Tunnelling Advances: BMC initiatives for ensuring adequate water supply in Mumbai

By Shilpa Kanade, Deputy Chief Engineer, and Laxmikant Vaidya, Executive Engineer, Brihanmumbai Municipal Corporation (Water Supply Projects Department)

The Water Supply Projects Department of the Brihanmumbai Municipal Corporation (BMC) was established in 1970. This department undertakes the conception, planning, design and execution of projects related to water augmentation and source development. These projects include dams, tunnels, pipelines, water treatment plants (WTPs), desalination plants, recycling and reuse of tertiary treated sewage water, pumping stations, service reservoirs, and master balancing reservoirs. The department is also responsible for the replacement and rehabilitation of the existing water supply network through the construction of underground tunnels and the re-engineering of WTPs and reservoirs. After construction and commissioning, the completed projects are handed over to the Hydraulic Engineer Department for operations and maintenance.

Till date, BMC has constructed a total tunnel length of over 100 km. Additionally, it receives water from seven dams. Of these, two are owned by the state government. In a recent development, the Manori desalination plant with a capacity of 200 million litres per day (mld) – expandable to 400 mld – was awarded, with works currently under way.

Key water supply sources in Mumbai

Mumbai’s water supply system draws water from multiple reservoirs and sources, including Bhatsa, Vaitarna, Middle Vaitarna, Upper Vaitarna, Tansa, Tulsi and Vihar. The collected water is conveyed through an extensive network of conveyance systems, treatment plants, reservoirs and pumping stations before being distributed to consumers. These sources constitute a cumulative water supply of around 4,170 mld to Mumbai city.

The system relies on major WTPs such as the Bhandup Complex WTP and Panjrapur WTP to ensure that water is adequately treated prior to distribution.

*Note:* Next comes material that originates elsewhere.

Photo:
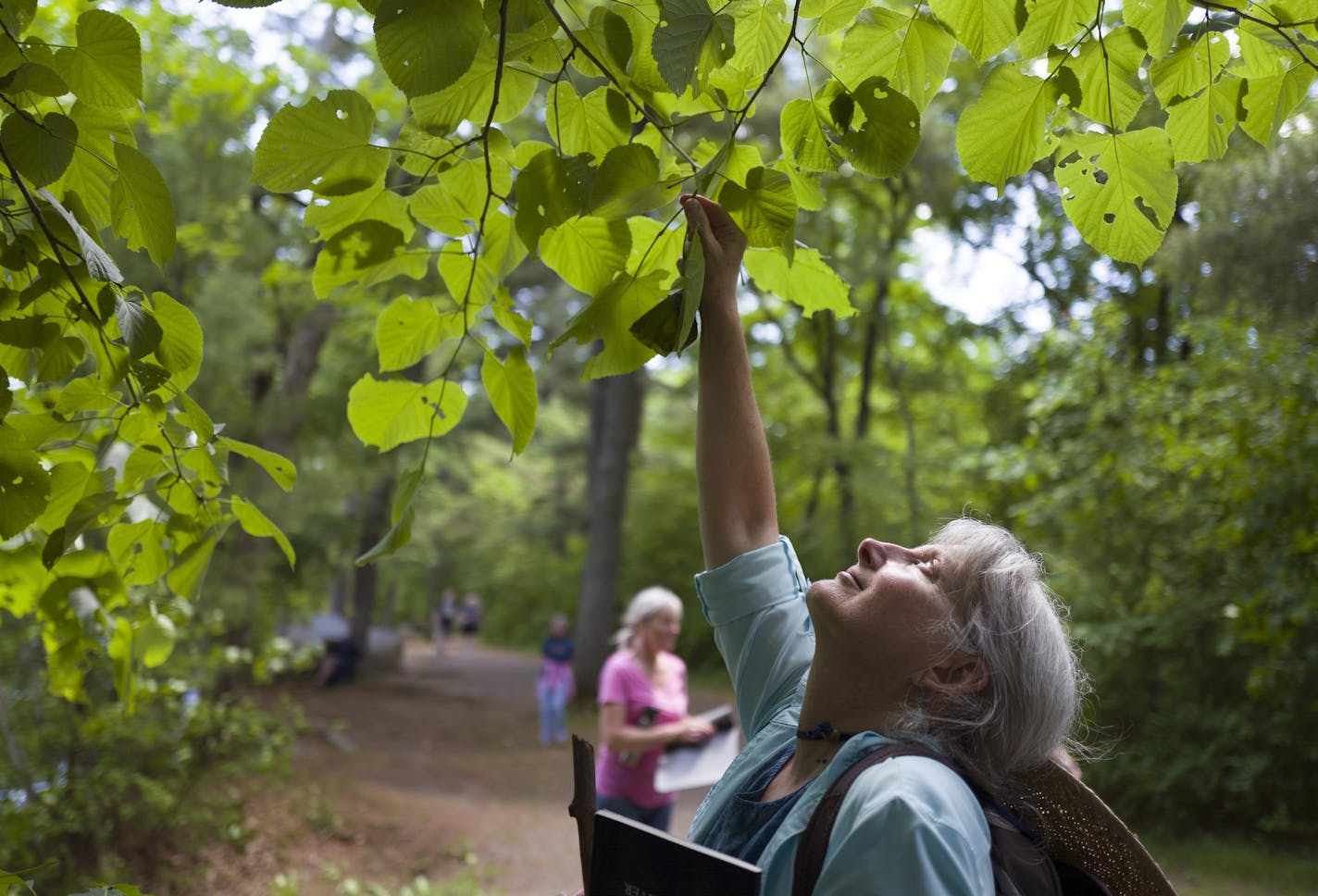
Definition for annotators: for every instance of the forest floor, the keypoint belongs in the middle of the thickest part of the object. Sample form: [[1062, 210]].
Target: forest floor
[[434, 771]]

The integrated network of raw water conveyance, treatment infrastructure and transmission facilities plays a crucial role in providing continuous and reliable water supply to Mumbai and its adjoining areas.

Consequently, with growing urbanisation, there is no space to lay new pipelines. Hence, BMC has switched to underground tunnels as the primary method for water conveyance. By transferring the network to deep tunnels, water theft and contamination are eliminated. The tunnels also offer maintenance-free, reliable, tamper-proof water conveyance alternatives. The rising hydraulic gradient is another benefit. Many residential areas are located in somewhat elevated areas; hence the tunnels help by supplying water to elevated areas of the city.

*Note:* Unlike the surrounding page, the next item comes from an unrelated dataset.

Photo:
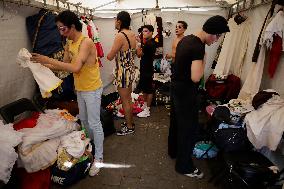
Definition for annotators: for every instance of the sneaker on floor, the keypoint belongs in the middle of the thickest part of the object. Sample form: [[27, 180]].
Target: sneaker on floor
[[144, 113], [95, 169], [196, 173], [125, 130]]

Innovative technologies in use

BMC pioneered the use of tunnel boring machines (TBMs), introducing them for water supply tunnels in 1984. Since this milestone, all of BMC’s water supply tunnels have been bored using TBMs. These tunnels are typically constructed at a depth ranging from 50 metres to 150 metres. Due to the high altitude of the master balancing reservoirs and the deep alignment of the tunnels, the internal water pressure ranges from 8 bars to 20 bars (around 290 PSI). To withstand this pressure and prevent a bursting effect, these tunnels are provided with a cast-in-situ reinforced cement concrete (RCC) lining specifically designed for hoop stress.

At very weak geological stretches, steel liners of I.S. 2002 grade (boiler quality) with concrete backpacking are installed. Furthermore, to check high amounts of water ingress, various advanced grouting methods are deployed, including cement, silica gel, polyurethane-based single/double component grouting, and sodium silicate and cement mixtures. For larger operations where the tunnel bore diameters exceed 5 metres, horizontal and vertical conveyors are utilised to ensure the efficient transportation of muck from the tunnel face directly to the surface.

Key challenges faced

Conducting geotechnical investigations is the biggest challenge, as the water supply tunnels must be constructed in a straight line at great depths directly beneath highly urbanised areas. Owing to the immense depth of some of the tunnels, engineers occasionally encounter massive water ingress reaching up to 30,000 litres per minute. Managing this situation becomes difficult, as this enormous quantum of water must be both actively pumped out and successfully arrested at such depths.

Moreover, installing the RCC lining reinforcement and casting the concrete in-situ lining is inherently time-consuming. Since this cast-in-situ lining process can only commence after tunnel boring is fully completed, it significantly impacts project timelines. Specifically, while boring progresses at about 375 metres per month and the RCC lining follows at around 325 metres per month, the resulting average overall tunnelling progress drops to as low as 180-190 metres per month.

Most importantly, unauthorised bore wells puncture the water supply tunnels. In such cases, the tunnels have to be repaired from inside, for which the entire tunnel has to be dewatered, ventilated, repaired, filled back, flushed and chlorinated. These repairs are highly expensive and time-consuming, resulting in an outage period of three to four months. During this downtime, maintaining a continuous water supply to the citizens residing in the affected command area becomes an immense challenge.